FASB Statement No. 150, Accounting for Certain Financial Instruments with Characteristics of both Liabilities and Equity, was issued in May 2003. This Statement establishes standards for the classification and measurement of certain financial instruments with characteristics of both liabilities and equity. The Statement also includes required disclosures for financial instruments within its scope. The Statement will be effective for us as of January 1, 2004, except for mandatorily redeemable financial instruments. For certain mandatorily redeemable financial instruments, the Statement will be effective for us on January 1, 2005. The effective date has been deferred indefinitely for certain other types of mandatorily redeemable financial instruments.
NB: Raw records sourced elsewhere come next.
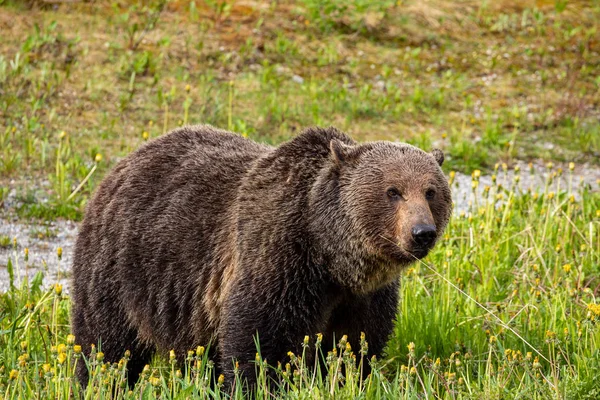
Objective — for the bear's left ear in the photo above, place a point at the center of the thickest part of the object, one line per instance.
(341, 152)
(438, 155)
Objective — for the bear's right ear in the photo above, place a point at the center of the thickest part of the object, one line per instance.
(438, 155)
(340, 152)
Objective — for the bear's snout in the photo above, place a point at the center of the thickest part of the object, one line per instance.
(424, 235)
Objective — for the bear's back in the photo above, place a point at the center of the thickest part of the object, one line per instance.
(154, 224)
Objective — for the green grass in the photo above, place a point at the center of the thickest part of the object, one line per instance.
(486, 82)
(506, 306)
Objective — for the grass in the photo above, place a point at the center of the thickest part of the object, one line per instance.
(506, 306)
(486, 82)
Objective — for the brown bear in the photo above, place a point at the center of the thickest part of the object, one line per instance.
(204, 236)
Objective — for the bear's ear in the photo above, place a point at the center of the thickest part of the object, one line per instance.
(438, 155)
(341, 152)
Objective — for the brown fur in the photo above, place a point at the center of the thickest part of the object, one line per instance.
(203, 236)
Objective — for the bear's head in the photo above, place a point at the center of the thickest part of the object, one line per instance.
(394, 201)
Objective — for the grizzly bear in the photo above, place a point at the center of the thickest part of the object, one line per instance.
(203, 236)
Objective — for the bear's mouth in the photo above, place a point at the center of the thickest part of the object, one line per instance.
(419, 252)
(402, 254)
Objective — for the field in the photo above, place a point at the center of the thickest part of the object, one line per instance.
(506, 306)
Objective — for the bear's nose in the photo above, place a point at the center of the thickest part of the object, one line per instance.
(423, 234)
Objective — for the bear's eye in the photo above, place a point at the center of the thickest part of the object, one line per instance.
(394, 194)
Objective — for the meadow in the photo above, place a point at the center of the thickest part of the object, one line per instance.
(506, 306)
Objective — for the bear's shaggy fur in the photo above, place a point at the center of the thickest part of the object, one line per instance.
(203, 236)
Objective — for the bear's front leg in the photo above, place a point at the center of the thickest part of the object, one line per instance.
(372, 313)
(279, 317)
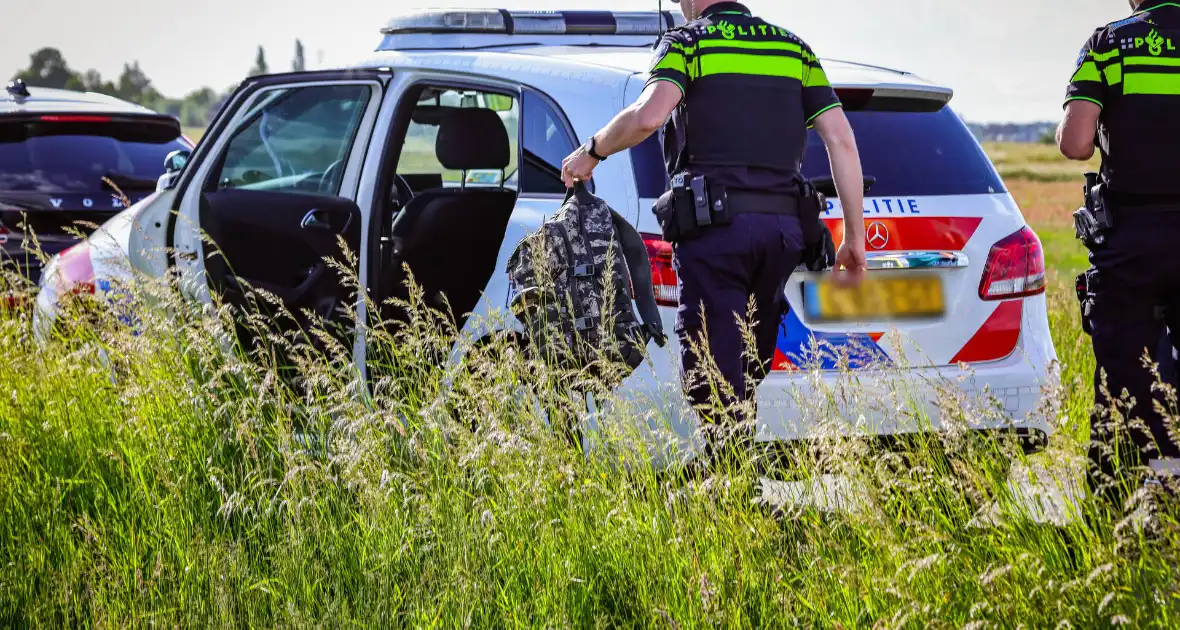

We currently do not have any financial instruments that are within the scope of this Statement.

 

Quantitative and Qualitative Disclosures Regarding Market Risk

 

We are subject to currency exchange risk as the senior notes are denominated in U.S. dollars, and all of our revenues and most of our expenses are denominated in Canadian dollars. As noted above, we have entered into cross-currency swap and interest rate swap agreements to effectively manage this risk. The derivative financial instruments consists of three components: (1) a U.S. dollar interest rate swap, (2) a U.S. dollar-Canadian dollar cross-currency basis swap, and (3) a Canadian dollar interest rate swap that results in us mitigating our exposure to the variability of cash flows caused by currency fluctuations relating to the US$200 million senior notes. The transaction can be cancelled at the counterparty’s option at any time after December 1, 2007 if the counterparty pays a cancellation premium to us. The premium is equal to 4.375% of the US$200 million if exercised between December 1, 2007 and December 1, 2008; 2.1875% if exercised between December 1, 2008 and December 1, 2009 and 0.000% if cancelled after December 1, 2009. These derivative financial instruments do not qualify for hedge accounting.

 

We are also subject to interest rate market risk in connection with our senior secured credit facility. The facility bears interest at variable rates based on the Canadian prime rate plus 2.0% to 2.5% or Canadian bankers’ acceptance rate plus 3.0% to 3.5%. Each 1.0% increase or decrease in the interest rate on the term portion of the facility would change the interest cost by $0.5 million in the first year, decreasing thereafter as the principal is repaid. Assuming the revolving credit facility is fully drawn at $60.0 million, each 1.0% increase or decrease in the applicable interest rate would change the interest cost by $0.6 million per year. In the future, we may enter into interest rate swaps involving the exchange of floating for fixed rate interest payments to reduce interest rate volatility.

 

The rate of inflation has not had a material impact on our operations as many of our contracts contain a provision for annual escalation. If inflation remains at its recent levels, we do not expect it to have a material impact on our operations in the foreseeable future.

 

Seasonality

 

We experience some seasonality in our operations, particularly in the pipeline segment. Conditions are more favourable in the winter months in colder temperature to move equipment on the soil, and accordingly, most of the revenue is earned during the period from November though March.

 

In the mining and site preparation segment, the spring thaw, which typically occurs in April and May, can result in lower revenues earned in that period.